En Israël, il faut toujours un ennemi pour constituer un gouvernement

Aors que depuis bientôt deux mois Israël ne dispose toujours pas d’un gouvernement sorti des urnes, le premier ministre Benyamin Nétanyahou qui, depuis les élections du 23 mars a été incapable de bâtir une coalition gouvernementale, retrouve des couleurs. L’un de ses principaux opposants, Naftali Bennett, leader du parti d’extrême droite coloniale Yamina (À droite), qui avait rompu avec Nétanyahou dans l’espoir de prendre lui-même la tête d’une future coalition, a tourné casaque. Le jeudi 13 mai, il a annoncé son ralliement à une future coalition de nouveau dirigée par le premier ministre.

Il l’a motivé par la « situation d’urgence » dans laquelle se retrouve Israël, laquelle « exige l’usage de la force et l’envoi des troupes » dans les bourgades où ont lieu des affrontements et des agressions répétées entre des bandes d’extrême droite juive et des Palestiniens citoyens d’Israël, jeunes pour la plupart. Dès lors, oubliés les motifs qui empêchaient Bennett se renouer sa coopération avec Nétanyahou.

Rappel des épisodes précédents. Le Parlement israélien élu le 23 mars 2021 regroupe 72 députés de droite et d’extrême droite (partis religieux inclus) sur 120, soit 60 % des sièges. Si l’on privilégie les critères du rapport — fanatique, enthousiaste ou modéré — à la poursuite de la colonisation des territoires palestiniens occupés, ce camp-là, qui va de l’extrême droite raciste revendiquée au Parti travailliste regroupe 104 députés sur 120, soit 87 % de la représentation nationale. On se demande comment la classe politique israélienne, si globalement en phase, ne parvient pas à mettre en place une coalition de gouvernement. En avril et en septembre 2019, en mars 2020 et enfin en mars 2021, quatre scrutins législatifs en deux ans ont donné, peu ou prou, des résultats identiques.

Certes, la personnalité clivante de Benyamin Nétanyahou, son usure politique, et la multiplication de ses mises en examen pour corruption ont attisé à droite et au centre des soifs d’accès au pouvoir suprême chez ses concurrents. Mais ces facteurs ne peuvent expliquer à eux seuls l’incapacité soit de bâtir une alliance alternative pour mettre un terme au règne de Nétanyahou, soit de continuer à le soutenir, du moins pour un temps encore.

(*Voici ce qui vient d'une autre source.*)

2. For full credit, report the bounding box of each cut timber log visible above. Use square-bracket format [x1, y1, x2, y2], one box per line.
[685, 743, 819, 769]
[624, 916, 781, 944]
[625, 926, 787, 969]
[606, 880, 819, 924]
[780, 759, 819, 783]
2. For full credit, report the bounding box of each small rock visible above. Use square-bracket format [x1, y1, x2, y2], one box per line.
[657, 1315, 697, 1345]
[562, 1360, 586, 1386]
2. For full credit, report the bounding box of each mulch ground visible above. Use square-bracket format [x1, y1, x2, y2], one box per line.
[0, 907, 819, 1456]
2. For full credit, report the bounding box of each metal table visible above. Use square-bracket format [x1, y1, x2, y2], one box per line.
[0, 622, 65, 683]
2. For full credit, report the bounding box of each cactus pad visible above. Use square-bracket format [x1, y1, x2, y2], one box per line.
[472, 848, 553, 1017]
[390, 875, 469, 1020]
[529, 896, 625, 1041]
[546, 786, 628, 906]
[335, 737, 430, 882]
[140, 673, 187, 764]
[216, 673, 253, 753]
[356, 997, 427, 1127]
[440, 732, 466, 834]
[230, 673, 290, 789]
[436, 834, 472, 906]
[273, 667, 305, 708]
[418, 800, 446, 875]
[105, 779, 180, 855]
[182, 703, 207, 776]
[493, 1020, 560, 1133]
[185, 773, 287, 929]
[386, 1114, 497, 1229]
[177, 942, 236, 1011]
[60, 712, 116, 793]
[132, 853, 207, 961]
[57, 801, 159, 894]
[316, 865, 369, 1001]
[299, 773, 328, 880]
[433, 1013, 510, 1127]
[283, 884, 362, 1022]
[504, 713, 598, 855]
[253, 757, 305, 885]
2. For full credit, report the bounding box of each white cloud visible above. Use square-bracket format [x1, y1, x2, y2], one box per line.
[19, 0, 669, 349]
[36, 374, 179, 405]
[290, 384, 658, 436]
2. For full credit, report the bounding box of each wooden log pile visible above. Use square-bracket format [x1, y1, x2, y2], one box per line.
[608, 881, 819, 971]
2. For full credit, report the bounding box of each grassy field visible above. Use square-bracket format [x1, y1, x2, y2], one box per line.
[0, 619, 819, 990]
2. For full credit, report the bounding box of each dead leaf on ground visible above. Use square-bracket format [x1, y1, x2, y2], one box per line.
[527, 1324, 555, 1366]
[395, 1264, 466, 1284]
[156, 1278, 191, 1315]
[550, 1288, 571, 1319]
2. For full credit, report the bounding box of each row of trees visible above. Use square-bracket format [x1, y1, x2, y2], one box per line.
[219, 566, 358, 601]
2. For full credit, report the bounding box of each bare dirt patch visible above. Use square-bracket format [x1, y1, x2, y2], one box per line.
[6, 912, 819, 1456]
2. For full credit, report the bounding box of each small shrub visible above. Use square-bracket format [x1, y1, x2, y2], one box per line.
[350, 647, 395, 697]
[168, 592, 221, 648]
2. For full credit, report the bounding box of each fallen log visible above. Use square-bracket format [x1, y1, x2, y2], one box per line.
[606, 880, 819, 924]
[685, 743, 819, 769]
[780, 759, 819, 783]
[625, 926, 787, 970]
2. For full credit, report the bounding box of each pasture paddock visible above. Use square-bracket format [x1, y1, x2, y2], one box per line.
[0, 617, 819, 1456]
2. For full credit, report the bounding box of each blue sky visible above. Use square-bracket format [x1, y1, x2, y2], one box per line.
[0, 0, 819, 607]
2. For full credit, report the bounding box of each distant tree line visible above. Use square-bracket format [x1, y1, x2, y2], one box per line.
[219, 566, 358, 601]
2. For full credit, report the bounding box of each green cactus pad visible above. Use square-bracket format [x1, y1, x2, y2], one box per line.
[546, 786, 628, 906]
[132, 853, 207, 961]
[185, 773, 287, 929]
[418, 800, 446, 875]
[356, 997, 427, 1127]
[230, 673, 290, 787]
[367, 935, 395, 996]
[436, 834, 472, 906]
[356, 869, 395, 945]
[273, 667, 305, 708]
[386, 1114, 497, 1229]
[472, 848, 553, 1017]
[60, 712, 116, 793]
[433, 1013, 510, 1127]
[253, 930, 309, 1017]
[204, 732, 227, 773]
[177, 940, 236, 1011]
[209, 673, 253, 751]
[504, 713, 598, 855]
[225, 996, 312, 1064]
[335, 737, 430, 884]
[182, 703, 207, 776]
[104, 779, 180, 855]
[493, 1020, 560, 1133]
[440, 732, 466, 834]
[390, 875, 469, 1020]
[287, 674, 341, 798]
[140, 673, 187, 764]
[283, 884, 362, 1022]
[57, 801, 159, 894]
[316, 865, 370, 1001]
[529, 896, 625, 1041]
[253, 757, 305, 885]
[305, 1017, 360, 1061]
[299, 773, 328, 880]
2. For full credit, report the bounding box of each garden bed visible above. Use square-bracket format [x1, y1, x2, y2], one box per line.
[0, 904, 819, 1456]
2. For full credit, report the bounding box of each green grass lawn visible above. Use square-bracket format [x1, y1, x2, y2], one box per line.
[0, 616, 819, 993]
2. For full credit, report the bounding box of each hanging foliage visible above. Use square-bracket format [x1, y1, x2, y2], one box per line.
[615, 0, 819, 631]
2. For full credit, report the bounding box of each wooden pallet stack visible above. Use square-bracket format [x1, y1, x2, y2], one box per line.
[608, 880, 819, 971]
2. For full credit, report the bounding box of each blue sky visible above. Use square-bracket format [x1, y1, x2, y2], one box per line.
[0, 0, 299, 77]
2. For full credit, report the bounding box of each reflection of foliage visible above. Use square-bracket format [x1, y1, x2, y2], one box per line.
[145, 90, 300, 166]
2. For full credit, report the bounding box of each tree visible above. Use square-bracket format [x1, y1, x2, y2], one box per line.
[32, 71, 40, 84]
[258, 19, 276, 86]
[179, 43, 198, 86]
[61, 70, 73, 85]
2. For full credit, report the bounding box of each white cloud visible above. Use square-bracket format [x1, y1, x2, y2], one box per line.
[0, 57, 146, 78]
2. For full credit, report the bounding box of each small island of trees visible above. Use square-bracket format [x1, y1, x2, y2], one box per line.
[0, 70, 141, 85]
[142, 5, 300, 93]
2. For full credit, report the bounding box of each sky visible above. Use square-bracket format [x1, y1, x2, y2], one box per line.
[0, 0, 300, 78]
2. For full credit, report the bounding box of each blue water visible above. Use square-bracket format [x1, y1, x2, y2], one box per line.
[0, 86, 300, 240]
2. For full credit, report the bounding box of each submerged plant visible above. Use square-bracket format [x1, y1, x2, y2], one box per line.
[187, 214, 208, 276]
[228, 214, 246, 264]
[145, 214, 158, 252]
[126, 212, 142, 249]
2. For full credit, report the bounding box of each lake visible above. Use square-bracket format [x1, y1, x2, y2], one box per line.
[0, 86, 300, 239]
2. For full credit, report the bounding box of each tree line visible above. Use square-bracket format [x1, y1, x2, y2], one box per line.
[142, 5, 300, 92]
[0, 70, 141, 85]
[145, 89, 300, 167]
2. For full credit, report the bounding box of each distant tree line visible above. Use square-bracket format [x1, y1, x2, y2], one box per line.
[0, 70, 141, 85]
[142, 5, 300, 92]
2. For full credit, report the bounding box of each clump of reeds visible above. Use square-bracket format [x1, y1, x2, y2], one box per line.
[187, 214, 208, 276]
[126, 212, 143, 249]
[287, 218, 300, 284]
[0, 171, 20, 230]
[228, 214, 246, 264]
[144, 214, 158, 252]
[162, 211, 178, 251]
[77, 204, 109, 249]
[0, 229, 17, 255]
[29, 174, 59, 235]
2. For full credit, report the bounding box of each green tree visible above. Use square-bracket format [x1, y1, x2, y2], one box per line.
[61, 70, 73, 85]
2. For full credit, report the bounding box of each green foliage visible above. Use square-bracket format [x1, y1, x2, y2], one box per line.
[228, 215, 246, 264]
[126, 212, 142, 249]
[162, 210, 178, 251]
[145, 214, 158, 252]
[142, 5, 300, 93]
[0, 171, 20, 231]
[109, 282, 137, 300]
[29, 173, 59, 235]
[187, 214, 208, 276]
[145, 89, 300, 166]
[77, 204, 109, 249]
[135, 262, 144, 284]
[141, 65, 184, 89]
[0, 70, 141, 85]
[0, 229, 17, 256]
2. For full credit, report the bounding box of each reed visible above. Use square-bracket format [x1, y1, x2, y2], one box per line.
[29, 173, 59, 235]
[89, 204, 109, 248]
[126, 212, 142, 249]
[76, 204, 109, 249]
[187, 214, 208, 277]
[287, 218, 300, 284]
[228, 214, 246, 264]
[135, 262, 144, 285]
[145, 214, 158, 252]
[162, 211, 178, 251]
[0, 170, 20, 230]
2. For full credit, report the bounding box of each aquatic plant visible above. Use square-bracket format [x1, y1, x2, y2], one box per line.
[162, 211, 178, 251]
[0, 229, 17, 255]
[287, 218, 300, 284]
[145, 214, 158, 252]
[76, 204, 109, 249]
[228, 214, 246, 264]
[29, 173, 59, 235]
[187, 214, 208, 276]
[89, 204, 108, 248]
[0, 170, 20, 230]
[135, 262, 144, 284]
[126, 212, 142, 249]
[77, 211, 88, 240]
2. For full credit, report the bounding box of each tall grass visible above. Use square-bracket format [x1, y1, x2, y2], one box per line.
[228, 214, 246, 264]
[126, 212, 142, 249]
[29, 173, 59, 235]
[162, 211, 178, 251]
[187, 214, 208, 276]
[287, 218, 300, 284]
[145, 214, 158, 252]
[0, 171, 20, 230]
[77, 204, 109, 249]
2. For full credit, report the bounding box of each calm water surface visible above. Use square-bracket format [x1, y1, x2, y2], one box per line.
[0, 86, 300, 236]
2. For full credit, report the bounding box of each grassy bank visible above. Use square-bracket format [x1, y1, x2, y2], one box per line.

Bref, si ces partis, à droite ou au plan national, s’entendaient globalement sur les questions qualifiées par leurs dirigeants d’« existentielles » — le conflit avec les Palestiniens, le rapport à l’Iran étant les principales – sans parvenir à se coaliser, c’est que d’autres divisions prenaient le dessus dans l’opinion, au détriment des enjeux « existentiels ».

On l’a d’ailleurs constaté lors des quatre scrutins. Chaque fois, l’élection a d’abord tourné au plébiscite : pour ou contre Nétanyahou. Et chaque fois, la question palestinienne a été quasi absente des débats, comme si son sort était indifférent. Certes, on a constaté une poussée électorale des partisans d’une solution « radicale » du problème palestinien (les expulser tous). Mais dans l’ensemble, durant ces quatre campagnes, les dirigeants politiques se sont désintéressés de l’avenir du conflit israélo-palestinien, confortés par des sondages qui montraient que l’opinion publique juive s’en désintéressait encore plus qu’eux. Pourquoi s’en préoccuper ? Aux yeux des Juifs israéliens, les Palestiniens ne comptaient plus.